正門口的紅燈籠下,肅立著十幾名寧王帶來的侍衛,像標槍一般筆挺地站著。

紅燈籠照射的範圍之外,夜色漆黑如濃墨。侍衛們的身後出現了二十餘名輕巧如靈貓的錦衣校尉,丁順親自領頭,眾人貓著腰,悄無聲息地緩緩接近侍衛們。

一顆石子從遠處扔來,落在地上發出清脆的響聲。侍衛們一愣,目光剛被石子吸引,便聽得身後一聲呼哨,丁順伸手快如閃電地朝一名侍衛的脖頸後狠狠劈去,一掌劈落,侍衛哼都來不及哼便仰身倒地。

其餘十幾名侍衛被校尉們如法炮製,同時被劈暈,唯獨一名校尉下手略輕失了手,侍衛痛得大呼一聲:「有刺——」話沒說完,便被校尉又狠狠補了一掌,終於不甘心地暈過去了。

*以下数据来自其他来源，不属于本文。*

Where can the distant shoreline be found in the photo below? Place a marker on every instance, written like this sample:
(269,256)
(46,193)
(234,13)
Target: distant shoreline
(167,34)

一切進行得神不知鬼不覺。燕來樓正門前的寧王府侍衛全部放倒,被校尉們悄悄拖走。漆黑夜色裏傳來輕輕的腳步聲,秦堪已換上了大紅色的鬥牛服,一臉冷凝地緩緩走來。

錦衣衛系統並不是全穿飛魚錦袍,高級別的錦衣衛武官可以穿鬥牛服和皇帝欽賜的蟒袍,比如指揮使牟斌,他最常穿的便是弘治十三年由先帝欽賜給他的蟒袍,而秦堪如今已是從三品武官,錦衣衛裏的二號人物,已有資格穿鬥牛服了。

秦堪走到正門前站定,丁順上前笑道:「大人,寧王和塗從龍還在閣子裏抱著粉頭喝花酒,快活得緊呢。」

秦堪點點頭,然後站在門前朝遠處的夜色張望,彷彿在等什麼人到來。

半炷香時辰過去,一乘二人抬的官轎悄然走來,官轎後面還跟著十餘名穿著便裝的官員,秦堪嘴角露出笑容,不疾不徐地迎上前去。

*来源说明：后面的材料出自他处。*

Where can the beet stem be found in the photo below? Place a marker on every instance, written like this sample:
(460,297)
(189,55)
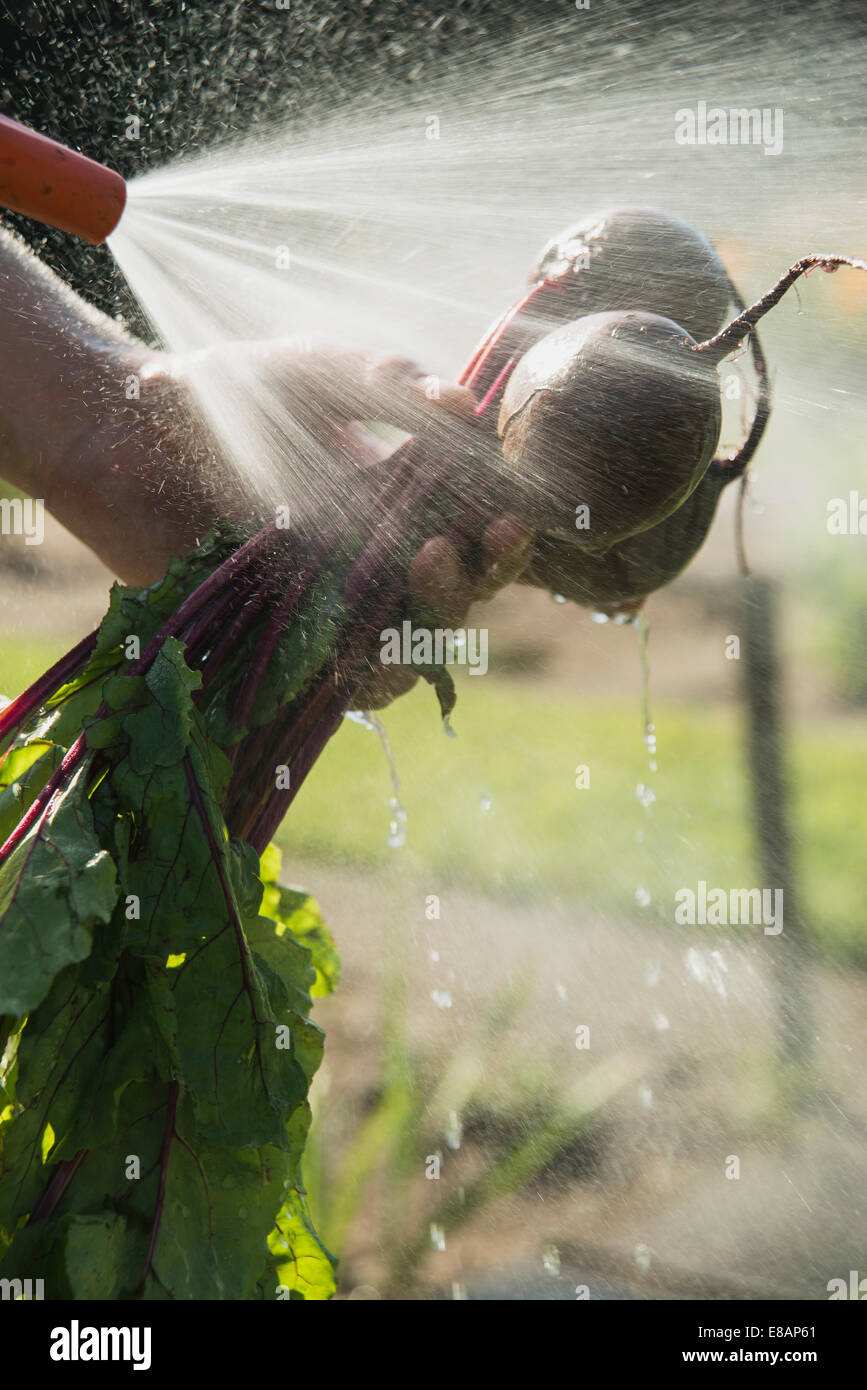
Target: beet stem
(724,342)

官轎抬到燕來樓的門前落地,秦堪親自上前掀開了轎簾。簾子掀開,露出轎內一張蒼老正氣的臉龐,赫然竟是文淵閣大學士李東陽。

李東陽身後跟著的官員裏,為首的是都察院右都御史戴珊,其他則是十餘名都察院監察御史和數名六科給事中,全是朝中的言官。

秦堪將李東陽攙扶下轎,道:「下官冒昧,深夜驚擾大學士和諸位大人,實在罪該萬死,求老大人和各位大人莫怪。」

李東陽顯然是剛從被窩裏被人叫醒,老眼惺忪,目光不善地瞥了他一眼,道:「秦堪,你把老夫和諸位大人叫來,最好有個說得過去的理由,我等已老邁,這把老骨頭經不起你胡鬧折騰。」

「老大人放心,下官自然有非常正當的理由……」

李東陽重重一哼:「速速道來。」

「是這樣的,下官的屬下今日來這燕來樓收上月的平安銀子,無意中發現寧王殿下和都察院的監察御史塗大人在燕來樓裏抱著姑娘喝花酒,舉止……咳,頗為放浪不羈。屬下向下官稟報之後,下官思之再三,覺得此事不可兒戲,只好請諸位大人來親眼瞧瞧,否則將來下官報上朝廷,寧王若不承認,下官也拿他沒法子……」

秦堪一番話說完,包括李東陽在內,所有官員皆變了臉色。

大明官員逛青樓喝花酒本不算什麼大事,甚至可以算是風雅之事。常有許多官員或才子與某名妓的纏綿故事被文人編為話本唱本,廣為傳唱,天下人引為風流韻事,羨煞妒煞,從無半點不妥。可今日寧王和塗從龍喝花酒,卻令在場所有官員變了臉色,人人臉上皆露出憤慨之色。因為今晚委實不是喝花酒的時候。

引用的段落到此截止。